В фойе синетеатра со странным названием «Вчера и завтра» они выпили горячего пунша. Зиночка развязала ленту, и волосы, стянутые до того в узел, распались пепельными кудрями по плечам. Она встряхнула головой, и тугой локон пролетел мимо лица Дика, едва коснувшись его щеки.
Дик вспыхнул, как вспыхивают люди с рыжими волосами: мгновенно и мучительно.
«Есть!» — торжествующе подумала Зиночка.
Слушали пианиста, который играл на удивление отлично, а потом перебрался в залу и оказался тапером.
Через десять минут после начала фильмы Зиночка расплакалась. Достала из сумочки большой белый платок, вытирала залитое слезами лицо, шмыгала носом. Видел бы ее этюд сейчас Лозинский!
А потом шепотом стала рассказывать Дику, что ей тоже непременно надо стать актрисой. Она прикладывает к этому много усилий, но… вот странная история — вместо театральной студии, где объясняли бы, как стоять перед кинокамерой, она попала в какой-то цирковой балаган. Столько мучений, падений, а в результате одна ерунда. Склоки и ерунда.
В голове у Зиночки путались небылицы и правда, однако она помнила главное — не останавливаться. Говорить, объяснять, запутывать, раскладывать карты, перетасовывать, открывать бездны, соблазнять, манить — главное, не дать перевести дух!
Очень тихо, но внятно, вытирая слезы и снова всхлипывая, Зинаида Владимировна подвела Илью Ильича к тому, что если именно он не вложит в фильму под названием «Невесомые люди» деньги, то и русскому кино, и ей, Зинаиде Ведерниковой, обеспечена верная гибель. Папа опять отправит ее в азиатскую экспедицию раскапывать кувшины, которые превращаются в пыль, стоит до них дотронуться, — и уж теперь навсегда! А в «Невесомых людях» ей предназначена главная роль, однако фильма может и не родиться! Режиссер, он же автор сценария — бедный юноша, гений! — неизлечимо болен. Чахотка. Для него это последний шанс снять фильму своей жизни. Представляете, Илья Ильич?

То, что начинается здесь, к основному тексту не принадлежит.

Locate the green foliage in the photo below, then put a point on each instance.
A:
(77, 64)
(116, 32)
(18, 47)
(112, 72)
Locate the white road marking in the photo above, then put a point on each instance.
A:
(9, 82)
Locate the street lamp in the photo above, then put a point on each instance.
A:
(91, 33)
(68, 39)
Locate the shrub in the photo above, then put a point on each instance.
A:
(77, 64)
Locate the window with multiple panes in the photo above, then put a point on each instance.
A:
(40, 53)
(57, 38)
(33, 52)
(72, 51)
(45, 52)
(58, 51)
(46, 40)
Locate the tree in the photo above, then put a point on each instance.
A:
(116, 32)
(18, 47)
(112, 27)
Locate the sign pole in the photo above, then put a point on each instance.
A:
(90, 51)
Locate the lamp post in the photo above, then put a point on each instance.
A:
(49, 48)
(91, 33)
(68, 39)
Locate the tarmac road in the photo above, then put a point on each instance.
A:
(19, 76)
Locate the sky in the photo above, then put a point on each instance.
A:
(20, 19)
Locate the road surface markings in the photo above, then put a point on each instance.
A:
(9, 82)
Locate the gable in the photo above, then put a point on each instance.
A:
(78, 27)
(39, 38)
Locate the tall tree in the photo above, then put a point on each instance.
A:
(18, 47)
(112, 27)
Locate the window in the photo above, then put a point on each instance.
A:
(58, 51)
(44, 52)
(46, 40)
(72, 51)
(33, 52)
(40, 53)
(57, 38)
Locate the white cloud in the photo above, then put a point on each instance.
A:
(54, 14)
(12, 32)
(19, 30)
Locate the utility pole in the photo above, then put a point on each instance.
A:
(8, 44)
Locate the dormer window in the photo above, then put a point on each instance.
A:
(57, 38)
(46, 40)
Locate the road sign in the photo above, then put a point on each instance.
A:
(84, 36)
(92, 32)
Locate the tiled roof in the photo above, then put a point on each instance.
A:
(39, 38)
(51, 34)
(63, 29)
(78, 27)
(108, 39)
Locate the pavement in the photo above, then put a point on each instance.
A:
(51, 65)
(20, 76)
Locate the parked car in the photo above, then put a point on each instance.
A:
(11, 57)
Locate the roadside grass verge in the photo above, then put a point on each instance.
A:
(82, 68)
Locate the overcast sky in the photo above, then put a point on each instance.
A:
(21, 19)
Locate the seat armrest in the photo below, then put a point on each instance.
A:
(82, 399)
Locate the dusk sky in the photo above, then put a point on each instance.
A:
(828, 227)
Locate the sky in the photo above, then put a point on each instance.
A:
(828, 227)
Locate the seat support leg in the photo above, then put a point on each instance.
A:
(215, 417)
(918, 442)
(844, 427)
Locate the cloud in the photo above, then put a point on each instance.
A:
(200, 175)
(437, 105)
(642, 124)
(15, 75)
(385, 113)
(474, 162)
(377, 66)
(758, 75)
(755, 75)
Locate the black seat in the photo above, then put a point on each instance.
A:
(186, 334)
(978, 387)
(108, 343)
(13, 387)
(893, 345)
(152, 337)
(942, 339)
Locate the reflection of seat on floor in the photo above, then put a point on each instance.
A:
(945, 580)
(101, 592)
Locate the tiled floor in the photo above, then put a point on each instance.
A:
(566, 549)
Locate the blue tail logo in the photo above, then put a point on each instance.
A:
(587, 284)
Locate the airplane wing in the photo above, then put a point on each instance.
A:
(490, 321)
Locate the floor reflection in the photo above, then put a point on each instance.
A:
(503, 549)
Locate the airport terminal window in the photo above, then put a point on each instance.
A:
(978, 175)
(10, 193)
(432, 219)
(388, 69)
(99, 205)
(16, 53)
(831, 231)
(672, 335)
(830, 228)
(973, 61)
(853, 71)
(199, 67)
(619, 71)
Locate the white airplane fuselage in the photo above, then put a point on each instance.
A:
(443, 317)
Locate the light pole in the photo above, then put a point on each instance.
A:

Зиночка уже выплакалась и теперь говорила уставшим, затихающим голосом.
Она собой гордилась.
Через час, когда они вышли из синематеки и Зиночка, взяв Илью Ильича под руку и склонив головку к его плечу, покорно шла за ним — а точнее вела его — вдоль Большой Никитской к ресторации, что расположилась в здании консерватории, Дик с помолодевшим лицом серьезнейшим образом рассуждал о том, каковы размеры финансовых вложений в фильм и его прокат, известны ли в художественных кругах автор сценария и сценический управляющий, как он величал режиссера. Рассуждал, впрочем, не понимая еще до конца, что финансовые вложения придется делать именно ему.
В ресторации все было оборудовано на французский манер — стойка бара, за которой разгуливал профессорского вида господин, множество круглых деревянных столиков, льнущих друг к другу, за которыми — вот ведь жизнь! Просто жизнь, — несмотря на поздний час, сидели, попивая чай и болтая, дамы и барышни.